Non è che voglia difendere il Pd – davvero: è una fase della mia vita in cui non ci riuscirei neanche se lo volessi molto intensamente – però potrebbe per favore Elvira farmi la personale cortesia di evitare i fervorini?
Se serve, io le giuro che chiunque metta i tacchi dodici centimetri e si fasci in un jeansetto tattico a vita bassa ha tutta la mia stima. Veramente. Di cuore.
Ma davvero le ragazze, quelle giovani e quelle meno giovani, entrate a Montecitorio ope legis (con le liste bloccate, l’ingresso in Parlamento è più una cooptazione che un’elezione; ma sono sicura che sarebbero state elette anche se i cittadini avessero potuto esprimere la preferenza) riescono a credere di essere entrate in Parlamento per merito politico, e non per motivazioni variabili fra la gradevolezza mediatica, la disponibilità a trasformarsi in personaggio, l’avvenenza, la capacità di «bucare il video», l’attitudine a indurre pensieri del tipo «beh, è una che parla bene anche se è una bella ragazza»?
Questo, ovviamente, vale anche per i ragazzi cravatto-dotati che siedono vicino a sei o sette telefonini sugli scranni di Montecitorio; non solo per le miss che adesso ci vengono a chiedere rispetto per il loro ruolo istituzionale dopo che la loro parte politica – ma anche quell’altra, per carità – ha speso così tante energie allo scopo precipuo di farci dimenticare il rispetto che si deve al Parlamento e alle istituzioni rappresentative.

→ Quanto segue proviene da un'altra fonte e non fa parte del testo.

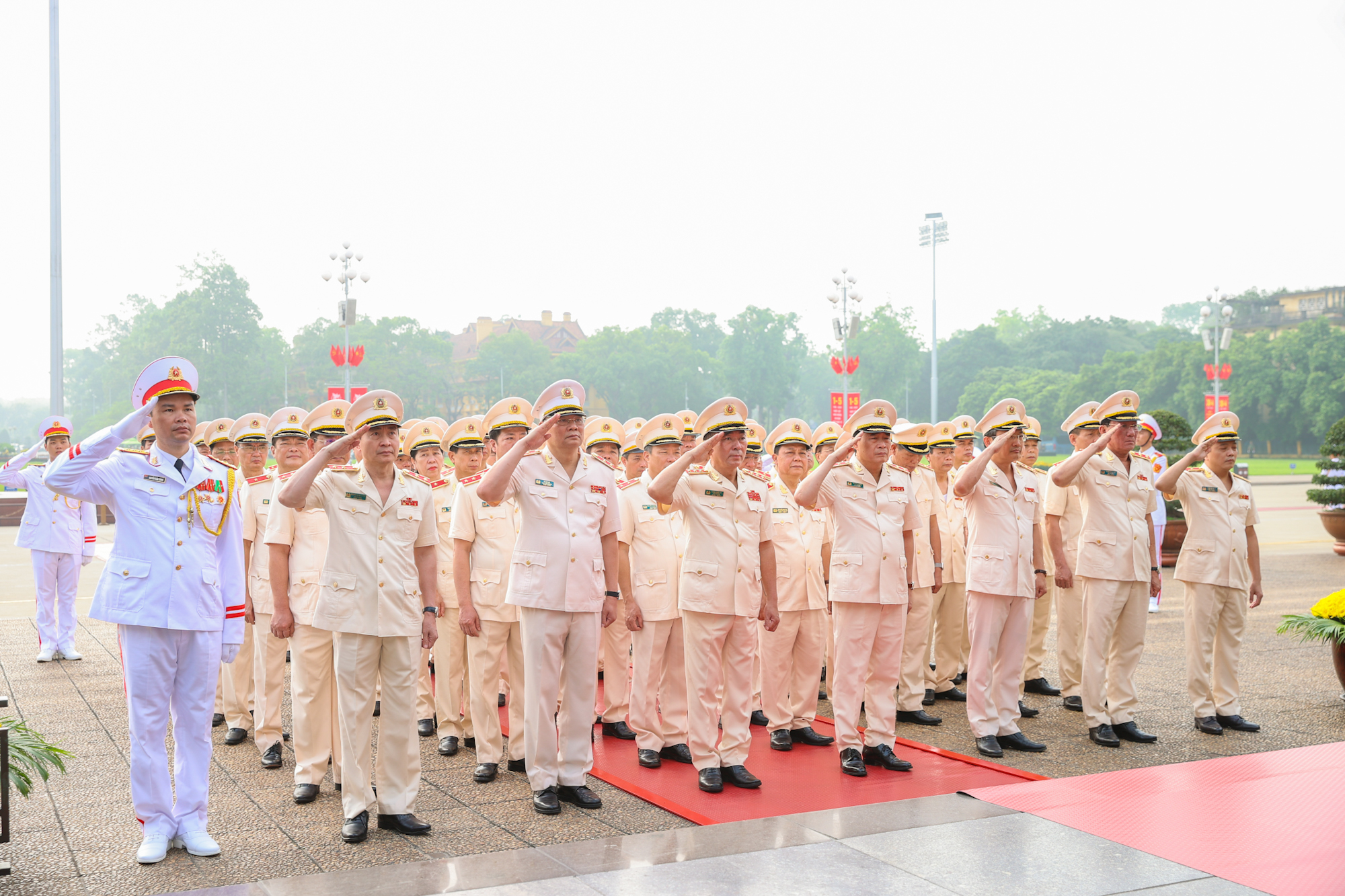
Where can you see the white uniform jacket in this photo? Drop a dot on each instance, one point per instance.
(178, 559)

Non sono stata io, e neppure Dagospia, a portare in Parlamento ex divette di film licenziosi, ex presentatrici di programmi di cucina e presentatori di quiz, ex cantanti irrobustite dall’età, ex calendariette statuarie, o ex inviate apparentemente goderecce di programmi simil-trash.

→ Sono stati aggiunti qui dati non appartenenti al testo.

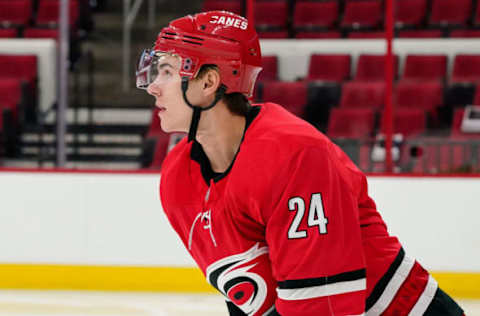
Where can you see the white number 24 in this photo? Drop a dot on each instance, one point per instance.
(316, 216)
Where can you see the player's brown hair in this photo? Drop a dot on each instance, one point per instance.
(236, 102)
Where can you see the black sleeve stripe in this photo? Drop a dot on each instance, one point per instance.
(383, 282)
(303, 283)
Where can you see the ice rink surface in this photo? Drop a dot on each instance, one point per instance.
(90, 303)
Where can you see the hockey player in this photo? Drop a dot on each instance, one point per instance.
(275, 215)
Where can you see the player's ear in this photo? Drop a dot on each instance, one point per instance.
(211, 82)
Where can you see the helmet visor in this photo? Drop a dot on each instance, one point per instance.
(157, 66)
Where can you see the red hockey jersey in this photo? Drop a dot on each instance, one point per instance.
(289, 228)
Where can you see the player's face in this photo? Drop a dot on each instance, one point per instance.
(175, 115)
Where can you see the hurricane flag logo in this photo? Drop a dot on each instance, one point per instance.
(234, 278)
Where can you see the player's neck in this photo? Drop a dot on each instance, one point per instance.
(220, 134)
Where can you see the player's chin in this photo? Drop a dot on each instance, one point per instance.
(168, 127)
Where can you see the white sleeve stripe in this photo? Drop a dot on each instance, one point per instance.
(322, 290)
(392, 287)
(426, 298)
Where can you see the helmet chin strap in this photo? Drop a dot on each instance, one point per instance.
(197, 110)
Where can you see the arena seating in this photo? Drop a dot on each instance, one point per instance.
(326, 67)
(466, 69)
(456, 131)
(450, 12)
(291, 95)
(409, 13)
(425, 67)
(408, 122)
(10, 100)
(361, 94)
(271, 16)
(326, 19)
(351, 123)
(426, 95)
(372, 68)
(362, 14)
(315, 15)
(22, 67)
(48, 10)
(16, 13)
(8, 33)
(41, 33)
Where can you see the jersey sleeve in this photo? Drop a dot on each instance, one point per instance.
(313, 235)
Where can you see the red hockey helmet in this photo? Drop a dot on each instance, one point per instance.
(221, 38)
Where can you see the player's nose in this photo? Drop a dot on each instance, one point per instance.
(153, 89)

E che adesso una (bravissima, non discuto; eccelsa, non discuto) gnoccolona trentenne la cui competenza politica sembrerebbe essersi esaurita in cinque anni nell’ufficio stampa di un partito – così sembrerebbe di poter credere leggendo il suo cv (pronùncisi all’inglese «si-vii», grazie) suppongo autoprodotto – mi spieghi che io, esattamente io e quelli che come me soffrono come cani per l’assenza di «rappresentanza» di questa politica, devo tributare alle istituzioni quel rispetto che la sua parte politica ha preso a martellate… beh, mi pare un po’ troppo anche per uno stomaco forte e allenato come il mio.

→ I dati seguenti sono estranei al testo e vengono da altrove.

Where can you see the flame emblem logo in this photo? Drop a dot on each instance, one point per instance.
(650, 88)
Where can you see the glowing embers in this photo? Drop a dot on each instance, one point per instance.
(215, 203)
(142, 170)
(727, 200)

È lei, la signorina Elvira, che ha scelto di stare dalla parte di chi ha utilizzato la «vendibilità» dei corpi femminili come grandezza politica.
Non sono stata io. Signorina Elvira.
Può per favore cercare di tenerlo a mente, gentile signorina Elvira?
p.s. Tra l’altro, siamo alle solite: chiunque pretende di insegnare ai giornalisti come si fa il lavoro del giornalista.
Dopo che perfino l’esame di maturità dà ai diciottenni la possibilità di scegliere fra le prove quella di un «articolo di giornale» (tanto si sa, no? Non ci vuole nessuna capacità specifica per fare un articolo di giornale! Li fanno cani porci e cristiani: vuoi che non ci riescano dei ragazzi che non hanno mai nemmeno letto un giornale?), ora ecco che arriva Elvira.
Elvira, con l’autorevolezza del ruolo e la freschezza del suo logo «energie nuove per l’Italia», ci dice che «mettere un limite a questa perversione» (di insistere sull’avvenenza, ndr) «non toglierà nulla all’appeal di Dagospia e dei giornali (quotidiani come rotocalchi)».
Grazie, cara. Grazie. Non ci avevo pensato.